Pisząc ten scenariusz w tak młodym wieku była odważna.
Scenariusz do Trzynastki to napisała Catherine Hardwicke, Nikki zaś pełniła rolę pomocniczą, była konsultantką, bo to film na podstawie jej historii. Miała też zagrać główną rolę, ale producentom bardziej się spodobała Evan Rachel Wood i Reed musiała się zadowolić rolą drugoplanową.
taa tyle że sama Catherine odradzala Nikki wzięcie roli Tracy .
a co do scenariusza to pisaly go obie , a jak mówisz jest oparta na jej historii to miala chyba duży wkład w to nie uważasz.?
też mi trudno uwierzyć, żeby 15-latka napisała scenariusz (i to całkiem dobry). obawiam się, że jej wkład polegał jednak na podsunięciu pomysłu na tą historię i konsultowaniu niektórych detali.
zresztą poczekajmy na jej kolejny scenariusz, to się przekonamy czy ma taki duży talent jako scenarzystka.
Czasem lepiej jest zagrać rolę drugoplanową. Tutaj mamy przykład. Moim zdaniem Evie (Nikki) pomimo roli drugoplanowej nadała cały sens temu filmowi...
Z tego co ja słyszałam, zagranie głównej roli okazało się za trudne dla Nikki, ze względów traumatycznych. Prawdopodobnie nie miała w sobie tyle siły, aby po raz kolejny przeżywać tą samą historię - nawet na planie. Źródła niestety nie podam, bo nie pamiętam xD
Nikki, prowadzac rozmowy z Hardwicke, zainspirowała ją do nakręcenia tego typu filmu, bo swoją opowieścią uświadomiła jej, jakie jest środowisko dzisiejszych amerykańskich nastolatek.
Gdyby nie Nikki, gilm byłby zupełnie inny xdd. Na pewno miała duży udział w pisaniu scenariusza, bo to JEJ historia.
:)
Ale ja przecież nie twierdzę, że nie miała dużego wpływu na film Trzynastka.
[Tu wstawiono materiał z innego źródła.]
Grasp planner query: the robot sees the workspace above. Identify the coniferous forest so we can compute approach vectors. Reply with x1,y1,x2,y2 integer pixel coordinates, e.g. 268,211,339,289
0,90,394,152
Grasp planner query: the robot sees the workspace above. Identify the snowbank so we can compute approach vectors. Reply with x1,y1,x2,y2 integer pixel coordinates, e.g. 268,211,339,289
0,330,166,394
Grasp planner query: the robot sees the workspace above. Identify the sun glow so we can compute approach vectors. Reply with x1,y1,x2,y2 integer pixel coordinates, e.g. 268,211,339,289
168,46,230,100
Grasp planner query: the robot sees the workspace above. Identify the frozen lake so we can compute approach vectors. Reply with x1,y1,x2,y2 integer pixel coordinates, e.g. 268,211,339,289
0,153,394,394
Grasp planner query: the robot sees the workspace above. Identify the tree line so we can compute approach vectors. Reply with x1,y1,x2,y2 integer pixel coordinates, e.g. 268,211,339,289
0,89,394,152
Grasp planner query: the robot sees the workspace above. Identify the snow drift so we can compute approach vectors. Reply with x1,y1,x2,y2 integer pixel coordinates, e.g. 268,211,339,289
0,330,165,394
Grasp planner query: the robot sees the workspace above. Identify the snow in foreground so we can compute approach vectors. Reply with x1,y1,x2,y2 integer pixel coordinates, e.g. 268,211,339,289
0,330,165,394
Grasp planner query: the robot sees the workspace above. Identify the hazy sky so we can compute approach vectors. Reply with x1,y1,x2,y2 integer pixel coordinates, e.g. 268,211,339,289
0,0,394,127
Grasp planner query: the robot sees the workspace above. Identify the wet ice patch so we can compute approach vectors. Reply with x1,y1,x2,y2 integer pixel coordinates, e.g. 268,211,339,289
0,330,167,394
Podejrzewam, że gdyby nie ona to ten film wcale by nie powstał, albo powstałby kolejny rutynowy dramacik, taki jak te, które TVP1 emituje w środy, a TVN w czwartki. A dzięki niej Trzynastka zyskała na wiarygodności, podobnie zresztą jak jej rola. Wyprowadzam tylko autora/autorkę tego tematu, że to Nikki Reed sama napisała scenariusz, bo po prostu tak nie było. Podejrzewam, że ona, w wieku w jakim wtedy była, nie potrafiłaby napisać poprawnie kilku zdań, zwłaszcza zważywszy na jej przeszłość. I bardzo dobrze, że to nie Nikki zagrała tytułową rolę, Evan Rachel Wood jest znacznie lepszą aktorką.
Pozdrawiam!
Ok, rozumiem :).
Czy Nikki jest gorszą aktorką? Nie wiem, obie są świetne ;p. Moim zdaniem Nikki bardziej pasuje do roli Evie i to dobrze, że właśnie ją zagrała.
Evan zaczęła grać wcześniej niż Nikki, i miała więcej okazji by się wykazać. Moim zdaniem, Nikki idealnie nadaje się do roli tych "złych". Może i zagrała w małej ilości filmów, ale wydaje mi się, że zawsze pokazuje wszystko, na co ją stać.